REPUBLIC OF KENYA
IN THE HIGH COURT OF KENYA
Misc Crim Appli 45 of 2006
SAMUEL NAXON ONDIEKI……………………......................…………APPELLANT/APPLICANT
V E R S U S
The Applicant, Samuel Naxon Ondieki is praying for bail pending appeal under the provisions of S.356 and S.357 of the Criminal Procedure Code.
The Applicant was the accused in Garissa PM’s Court Criminal Case Number 398/2003 where he had been charged with seven counts of the offences of making a document without authority, obtaining money by false pretences, uttering a false document and theft. He was convicted on all counts and sentenced to serve various sentences ranging from 12 months to 4 years in prison, all of them to run concurrently.
In the present Application, the Applicant argues that he has a good appeal with overwhelming chances of success and that he may serve a substantial part of his sentence before the Appeal is heard and determined. That he had also faithfully adhered to his terms of bond in the trial court and that he is certain of appearing when and if required before his Appeal is heard.

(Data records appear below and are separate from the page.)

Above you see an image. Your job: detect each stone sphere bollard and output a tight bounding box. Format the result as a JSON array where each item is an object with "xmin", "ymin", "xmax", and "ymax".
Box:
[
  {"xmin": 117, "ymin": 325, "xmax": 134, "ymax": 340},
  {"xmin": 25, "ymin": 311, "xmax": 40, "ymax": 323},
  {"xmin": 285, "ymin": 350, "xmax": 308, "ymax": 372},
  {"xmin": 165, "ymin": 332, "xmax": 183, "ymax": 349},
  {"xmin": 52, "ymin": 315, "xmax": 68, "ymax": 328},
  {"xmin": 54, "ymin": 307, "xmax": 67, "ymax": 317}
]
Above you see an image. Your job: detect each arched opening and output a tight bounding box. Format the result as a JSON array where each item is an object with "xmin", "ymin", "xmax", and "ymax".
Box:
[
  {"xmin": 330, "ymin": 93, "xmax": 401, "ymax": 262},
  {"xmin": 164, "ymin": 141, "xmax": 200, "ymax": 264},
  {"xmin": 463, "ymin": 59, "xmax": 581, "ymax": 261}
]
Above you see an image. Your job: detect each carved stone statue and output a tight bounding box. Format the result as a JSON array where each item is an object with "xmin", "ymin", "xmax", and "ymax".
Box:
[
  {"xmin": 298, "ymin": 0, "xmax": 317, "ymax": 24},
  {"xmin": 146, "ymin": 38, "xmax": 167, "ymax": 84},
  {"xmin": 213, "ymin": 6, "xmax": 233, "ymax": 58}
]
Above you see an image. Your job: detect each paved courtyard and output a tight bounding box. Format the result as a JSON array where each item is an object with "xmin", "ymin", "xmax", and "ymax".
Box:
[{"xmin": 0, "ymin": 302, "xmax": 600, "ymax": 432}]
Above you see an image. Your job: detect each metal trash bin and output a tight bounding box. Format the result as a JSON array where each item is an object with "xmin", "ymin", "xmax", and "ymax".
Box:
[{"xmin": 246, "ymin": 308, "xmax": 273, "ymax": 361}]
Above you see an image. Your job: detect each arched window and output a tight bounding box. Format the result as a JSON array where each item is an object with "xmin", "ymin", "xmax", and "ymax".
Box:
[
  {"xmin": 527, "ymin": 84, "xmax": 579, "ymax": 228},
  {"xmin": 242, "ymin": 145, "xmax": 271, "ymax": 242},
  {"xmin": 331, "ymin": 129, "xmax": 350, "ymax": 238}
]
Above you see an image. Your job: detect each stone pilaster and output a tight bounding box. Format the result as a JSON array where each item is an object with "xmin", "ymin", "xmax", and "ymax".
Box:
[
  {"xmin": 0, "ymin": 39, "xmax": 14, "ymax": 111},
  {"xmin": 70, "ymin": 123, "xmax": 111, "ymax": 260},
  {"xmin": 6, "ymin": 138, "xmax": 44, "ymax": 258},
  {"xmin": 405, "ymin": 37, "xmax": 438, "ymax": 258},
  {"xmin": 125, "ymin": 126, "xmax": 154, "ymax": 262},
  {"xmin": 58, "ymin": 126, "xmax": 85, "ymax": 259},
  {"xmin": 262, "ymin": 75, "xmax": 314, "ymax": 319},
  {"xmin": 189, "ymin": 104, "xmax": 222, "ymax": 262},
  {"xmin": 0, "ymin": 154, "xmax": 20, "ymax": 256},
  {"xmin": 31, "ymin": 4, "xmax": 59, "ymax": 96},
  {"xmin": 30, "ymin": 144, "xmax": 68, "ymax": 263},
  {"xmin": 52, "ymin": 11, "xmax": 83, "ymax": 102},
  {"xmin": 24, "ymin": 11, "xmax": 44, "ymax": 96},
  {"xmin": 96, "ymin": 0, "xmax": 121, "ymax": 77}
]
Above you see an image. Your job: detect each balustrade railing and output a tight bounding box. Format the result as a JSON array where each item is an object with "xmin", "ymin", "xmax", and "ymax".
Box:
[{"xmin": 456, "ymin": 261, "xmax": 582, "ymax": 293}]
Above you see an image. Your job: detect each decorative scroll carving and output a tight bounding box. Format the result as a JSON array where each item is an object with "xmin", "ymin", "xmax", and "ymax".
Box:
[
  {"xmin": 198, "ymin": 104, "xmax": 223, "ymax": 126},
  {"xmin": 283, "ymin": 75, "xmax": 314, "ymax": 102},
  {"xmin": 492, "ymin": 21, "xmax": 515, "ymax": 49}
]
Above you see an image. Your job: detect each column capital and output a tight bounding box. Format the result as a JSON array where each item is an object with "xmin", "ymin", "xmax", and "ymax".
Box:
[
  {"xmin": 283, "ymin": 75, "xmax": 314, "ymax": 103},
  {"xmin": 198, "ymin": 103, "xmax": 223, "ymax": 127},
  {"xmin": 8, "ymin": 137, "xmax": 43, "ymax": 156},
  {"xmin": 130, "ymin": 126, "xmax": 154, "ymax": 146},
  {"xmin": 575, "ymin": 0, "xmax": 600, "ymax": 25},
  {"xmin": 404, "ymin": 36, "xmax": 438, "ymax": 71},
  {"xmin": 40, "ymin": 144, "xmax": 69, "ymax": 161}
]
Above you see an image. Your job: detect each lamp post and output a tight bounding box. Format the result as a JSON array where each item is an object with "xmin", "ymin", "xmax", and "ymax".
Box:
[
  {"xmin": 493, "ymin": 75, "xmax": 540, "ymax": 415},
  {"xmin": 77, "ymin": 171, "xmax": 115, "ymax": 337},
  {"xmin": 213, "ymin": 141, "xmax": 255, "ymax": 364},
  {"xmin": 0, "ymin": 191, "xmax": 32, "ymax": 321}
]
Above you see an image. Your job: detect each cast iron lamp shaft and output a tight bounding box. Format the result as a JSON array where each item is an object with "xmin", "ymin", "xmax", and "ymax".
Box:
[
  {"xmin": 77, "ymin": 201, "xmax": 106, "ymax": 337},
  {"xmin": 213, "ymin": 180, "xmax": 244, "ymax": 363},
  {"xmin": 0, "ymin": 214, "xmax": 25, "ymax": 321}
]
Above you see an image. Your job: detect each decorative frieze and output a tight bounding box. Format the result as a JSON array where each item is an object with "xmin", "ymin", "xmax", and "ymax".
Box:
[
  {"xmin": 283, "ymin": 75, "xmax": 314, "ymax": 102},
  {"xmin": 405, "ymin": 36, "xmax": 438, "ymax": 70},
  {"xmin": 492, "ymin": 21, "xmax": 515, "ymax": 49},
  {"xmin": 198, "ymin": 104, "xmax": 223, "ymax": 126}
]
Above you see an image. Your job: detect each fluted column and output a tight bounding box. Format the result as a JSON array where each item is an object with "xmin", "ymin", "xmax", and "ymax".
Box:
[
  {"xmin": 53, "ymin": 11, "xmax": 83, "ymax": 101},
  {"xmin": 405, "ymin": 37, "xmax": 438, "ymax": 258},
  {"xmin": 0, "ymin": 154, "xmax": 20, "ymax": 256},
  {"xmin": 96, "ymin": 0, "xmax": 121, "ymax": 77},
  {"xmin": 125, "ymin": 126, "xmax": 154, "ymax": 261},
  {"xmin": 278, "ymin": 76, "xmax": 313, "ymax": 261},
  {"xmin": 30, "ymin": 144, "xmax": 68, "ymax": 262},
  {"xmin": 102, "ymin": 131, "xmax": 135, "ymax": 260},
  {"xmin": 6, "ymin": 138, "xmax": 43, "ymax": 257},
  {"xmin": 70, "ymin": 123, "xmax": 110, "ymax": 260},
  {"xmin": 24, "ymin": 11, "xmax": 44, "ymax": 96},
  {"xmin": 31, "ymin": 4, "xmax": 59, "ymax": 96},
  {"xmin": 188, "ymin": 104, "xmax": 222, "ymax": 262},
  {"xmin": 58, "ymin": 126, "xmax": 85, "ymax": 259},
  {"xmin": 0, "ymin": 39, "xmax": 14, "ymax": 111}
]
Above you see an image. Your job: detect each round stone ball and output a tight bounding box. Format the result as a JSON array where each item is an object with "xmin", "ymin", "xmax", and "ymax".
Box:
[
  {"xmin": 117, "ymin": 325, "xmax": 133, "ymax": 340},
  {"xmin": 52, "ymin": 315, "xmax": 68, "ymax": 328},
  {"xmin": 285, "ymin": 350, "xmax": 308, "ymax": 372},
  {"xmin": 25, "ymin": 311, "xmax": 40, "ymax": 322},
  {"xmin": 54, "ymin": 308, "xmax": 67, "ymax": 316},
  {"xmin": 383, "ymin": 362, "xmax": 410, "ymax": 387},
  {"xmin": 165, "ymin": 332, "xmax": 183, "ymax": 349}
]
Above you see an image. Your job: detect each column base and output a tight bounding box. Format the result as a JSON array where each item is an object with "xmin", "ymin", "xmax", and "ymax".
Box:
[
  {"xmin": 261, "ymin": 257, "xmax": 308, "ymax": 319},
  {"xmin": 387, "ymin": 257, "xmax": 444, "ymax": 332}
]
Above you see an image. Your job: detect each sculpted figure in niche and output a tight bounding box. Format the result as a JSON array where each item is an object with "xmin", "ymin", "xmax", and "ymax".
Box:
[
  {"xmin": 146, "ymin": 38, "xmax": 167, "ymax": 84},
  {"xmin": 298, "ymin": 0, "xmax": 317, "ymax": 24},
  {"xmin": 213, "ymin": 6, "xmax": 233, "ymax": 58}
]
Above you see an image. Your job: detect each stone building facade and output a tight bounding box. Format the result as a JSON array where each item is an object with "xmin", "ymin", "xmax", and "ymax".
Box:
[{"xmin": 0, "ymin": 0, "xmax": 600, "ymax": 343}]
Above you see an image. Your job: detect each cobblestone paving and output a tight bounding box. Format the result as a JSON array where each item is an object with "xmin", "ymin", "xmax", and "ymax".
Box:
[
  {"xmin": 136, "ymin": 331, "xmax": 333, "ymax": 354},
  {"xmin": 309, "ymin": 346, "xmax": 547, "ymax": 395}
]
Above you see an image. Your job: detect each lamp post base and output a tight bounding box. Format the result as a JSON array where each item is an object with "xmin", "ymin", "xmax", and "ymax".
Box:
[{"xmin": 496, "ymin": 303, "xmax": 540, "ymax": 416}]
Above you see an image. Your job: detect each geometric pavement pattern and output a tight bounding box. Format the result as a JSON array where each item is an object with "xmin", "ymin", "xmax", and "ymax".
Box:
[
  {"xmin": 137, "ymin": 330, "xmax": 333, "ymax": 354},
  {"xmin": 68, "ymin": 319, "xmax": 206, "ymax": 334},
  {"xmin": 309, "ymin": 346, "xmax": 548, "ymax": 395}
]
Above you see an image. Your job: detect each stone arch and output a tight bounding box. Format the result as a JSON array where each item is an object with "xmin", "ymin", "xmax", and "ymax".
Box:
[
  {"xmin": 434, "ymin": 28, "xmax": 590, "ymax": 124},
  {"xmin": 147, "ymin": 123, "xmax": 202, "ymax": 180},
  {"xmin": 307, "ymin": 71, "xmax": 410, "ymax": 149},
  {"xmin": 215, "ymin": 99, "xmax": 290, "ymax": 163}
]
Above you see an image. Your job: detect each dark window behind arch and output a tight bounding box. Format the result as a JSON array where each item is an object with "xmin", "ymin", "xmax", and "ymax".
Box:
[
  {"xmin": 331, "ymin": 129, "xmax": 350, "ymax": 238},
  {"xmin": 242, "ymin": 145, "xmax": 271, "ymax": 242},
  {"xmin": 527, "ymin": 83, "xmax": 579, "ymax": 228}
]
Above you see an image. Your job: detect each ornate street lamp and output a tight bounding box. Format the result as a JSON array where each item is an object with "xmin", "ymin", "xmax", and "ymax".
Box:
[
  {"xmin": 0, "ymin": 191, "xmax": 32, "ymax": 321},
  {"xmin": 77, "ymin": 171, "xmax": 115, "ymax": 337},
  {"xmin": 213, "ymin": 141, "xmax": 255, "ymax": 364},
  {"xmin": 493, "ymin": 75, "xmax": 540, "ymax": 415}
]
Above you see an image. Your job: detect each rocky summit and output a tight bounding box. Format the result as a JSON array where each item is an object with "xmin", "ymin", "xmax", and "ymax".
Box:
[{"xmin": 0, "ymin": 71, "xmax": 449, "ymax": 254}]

I note that the state is opposed to the Applicant being released on bail because the Applicant admitted the offences and also had jumped bail in the trial court and only appeared upon a warrant of arrest being executed. Further that the Appeal can be heard and determined before the sentence is served.
For my part, I am grateful to counsel for the Applicant who supplied the authority of Jirraj Shah vs R  KLR 606 and in that case, the Court of Appeal stated that the principal consideration for grant of bail pending appeal is the existence of exceptional or unusual circumstances upon which a court can fairly conclude that it is in the interests of justice to grant bail. One such circumstance is that the appeal would prima facie succeed on account of matters of fact or law that would sway the court to say that the applicant should not serve his term before the appeal is heard. Applying these guidelines to this case, I do not prima facie and without pre-empting the hearing of the appeal, find that there is anything exceptional in the Appeal that would warrant the granting of bail.
I have seen the evidence on record and especially the cumulative evidence of P.W.1 Senior Sergeant Wilfred Kariuki, P.W.2 P.C. Kiprop Jackson Kipkoech, P.W.3, P.C. Abdullahi Godone P.W.5 Judith Ogalia Matata P.W.6 Gladys Kingori, P.W. 10, C.I.P Abdi Kadhi and P.W. 11, C.I.P Cheruiyot. Their evidence was consistent and reasonable and I do not see that there was a credible answer given by the Applicant when he was called upon to defend himself.
I should also say that the Applicant who was a police officer could not explain why half the witnesses were his colleagues and what reason they had to frame the charges against him. More seriously though was his conduct during the trial. He was constantly coming to court late or not coming at all and finally on 5.9.2005 his bond was cancelled but reinstated on 27.9.2005. On 23.1.2006 when the judgment was due for delivery, he again absconded and although a warrant of arrest was issued against him, on the next eight (8) mentions he was nowhere to be seen until 12.6.2006, close to six (6) months after the warrant of arrest was first issued. He cannot be trusted to appear if this court was to grant him bail pending appeal.
There being no exceptional reason why he should be released now and his conduct being wanting, it would be safer to keep the Applicant in prison until his appeal is heard and determined on its merits for these reasons, the Application for bail pending appeal is hereby dismissed.
Dated, signed and delivered in open court at Meru this 26th day of October 2006
In Presence of
N/A Advocate for the Applicant
Mr. Muteti State Counsel for the State.